À titre personnel, je trouve assez stupide, contreproductif et finalement peu chrétien ce genre de menaces à l’encontre de personnes qui, pour beaucoup, ne pensent pas à mal. Et quand bien même…  NSJC – poke aux fidèles à chèche ou à mantille – n’a-t-il pas déclaré : « Aimez vos ennemis » ? Peut-être vont-ils exiger que l’on remplace Motörhead, Dead Kennedys ou Alice Cooper par un ces groupes de « rock chrétien » qui chantent comme Sœur Sourire sur un fond de riffs de guitare électrique…

Voilà donc nos amis headbangers confrontés aux méfaits de ceux qui ne croient pas comme eux. Qu’ils sachent que les Chrétiens, eux, vivent ça de façon quotidienne depuis bien longtemps, urbi et orbi ; leurs églises et cimetières subissant les assauts de plus en plus fréquents des zélotes du droit au blasphème. Droit devenu devoir patriotique depuis le 11 janvier 2015. Une ancienne ministre – au stade ultime de son incompétence – déclarait ainsi : « Je suis Charlie à 100%. J’ai envie qu’on bouffe tous du curé. » On passait alors du mépris à l’hostilité, de la guerre froide à la Terreur Rouge. Au nom de la liberté, évidemment.

Parce que tenir, aujourd’hui, les Catholiques pour des comploteurs théocratistes, des évangélisateurs par la kalachnikov ou des terroristes en loden relève d’un confort intellectuel pour libre-penseur sénile. On joue à se faire peur comme le ferait un enfant dans une piscine municipale, imaginant qu’un requin affamé va jaillir sur lui.

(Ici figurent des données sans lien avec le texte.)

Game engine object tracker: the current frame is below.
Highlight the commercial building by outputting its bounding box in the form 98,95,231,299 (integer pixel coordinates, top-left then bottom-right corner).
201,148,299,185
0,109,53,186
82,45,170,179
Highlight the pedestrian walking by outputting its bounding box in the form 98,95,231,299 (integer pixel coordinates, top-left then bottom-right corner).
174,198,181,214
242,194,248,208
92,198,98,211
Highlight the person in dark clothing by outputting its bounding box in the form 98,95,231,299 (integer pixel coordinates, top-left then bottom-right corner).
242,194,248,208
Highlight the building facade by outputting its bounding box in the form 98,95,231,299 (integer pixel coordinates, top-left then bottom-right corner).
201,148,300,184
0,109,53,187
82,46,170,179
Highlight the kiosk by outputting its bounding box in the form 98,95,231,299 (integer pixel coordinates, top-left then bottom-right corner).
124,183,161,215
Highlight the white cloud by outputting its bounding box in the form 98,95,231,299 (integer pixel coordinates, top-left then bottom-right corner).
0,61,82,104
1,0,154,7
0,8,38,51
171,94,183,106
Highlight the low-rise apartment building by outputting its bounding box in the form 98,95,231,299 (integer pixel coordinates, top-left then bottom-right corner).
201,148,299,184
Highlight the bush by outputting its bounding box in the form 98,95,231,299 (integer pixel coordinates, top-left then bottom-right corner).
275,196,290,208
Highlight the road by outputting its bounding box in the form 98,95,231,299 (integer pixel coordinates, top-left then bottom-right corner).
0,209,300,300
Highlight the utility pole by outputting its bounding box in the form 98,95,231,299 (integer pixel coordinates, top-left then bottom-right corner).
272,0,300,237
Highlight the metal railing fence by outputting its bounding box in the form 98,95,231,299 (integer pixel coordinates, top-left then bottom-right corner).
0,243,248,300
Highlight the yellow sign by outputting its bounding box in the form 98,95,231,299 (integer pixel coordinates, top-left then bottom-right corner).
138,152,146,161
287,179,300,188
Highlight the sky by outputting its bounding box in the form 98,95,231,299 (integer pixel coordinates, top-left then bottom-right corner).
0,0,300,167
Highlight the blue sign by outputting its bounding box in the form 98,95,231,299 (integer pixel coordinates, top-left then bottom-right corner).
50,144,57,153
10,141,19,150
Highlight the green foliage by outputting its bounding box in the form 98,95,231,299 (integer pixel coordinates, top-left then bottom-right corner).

Staline, déjà, demandait : « Le Pape, combien de divisions ? » Quand on voit que désormais il faut des supplétifs aux troupes de Saint-Nic’ pour bolosser laborieusement  quelques fémènes agressives, on mesure l’état du danger clérical. L’instinct de survie ne ment pas : dans son récent acte de contrition, le coprographe Luz n’a pas affirmé qu’il ne caricaturerait plus Jésus dorénavant.

En revanche, comment faire fi des références ouvertement antichrétiennes véhiculées dans certaines chapelles du « dur rocher » : heavy metal, thrash metal, death metal et surtout black metal ? Les diverses nuances du satanisme y sont présentes, depuis les plus modérés – généralement non-pratiquants – jusqu’aux plus fervents qui escomptent bien gagner leur place en Enfer. Tout n’y relève pas forcément du folklore potache à prendre au second degré. Parfois, on joint le geste à la parole et l’on incendie une église. Ou quelques dizaines. Les ruines prises en photo, ça peut faire une bonne pochette de disque. Pas très original, certes, mais toujours apprécié des connaisseurs.

En somme, la menace que feraient planer les « culs-bénis » sur le Hellfest est très relative. La probabilité de bombe humaine est quasi nulle : dans ce cas, aucun espoir de récompense post-mortem pour le fol-en-Christ qui s’auto-éparpillerait façon puzzle au milieu d’un pogo impie. Mais le week-end promet d’être long pour les gentils organisateurs qui vont cauchemarder de hordes de Louveteaux et de Jeannettes, le couteau suisse entre les dents, venant massacrer un à un les gentils membres des groupes qui ont fait du blasphème un petit commerce honnête. Emmanuel Todd a réussi à foutre la pétoche à tout le monde avec ses « Catholiques zombies ».  Aux dernières nouvelles, on aurait aperçu deux monospaces et au moins trois poussettes rôder à proximité du parc de Clisson…

Sinon, je voulais ajouter un truc, mais j’ai oublié quoi.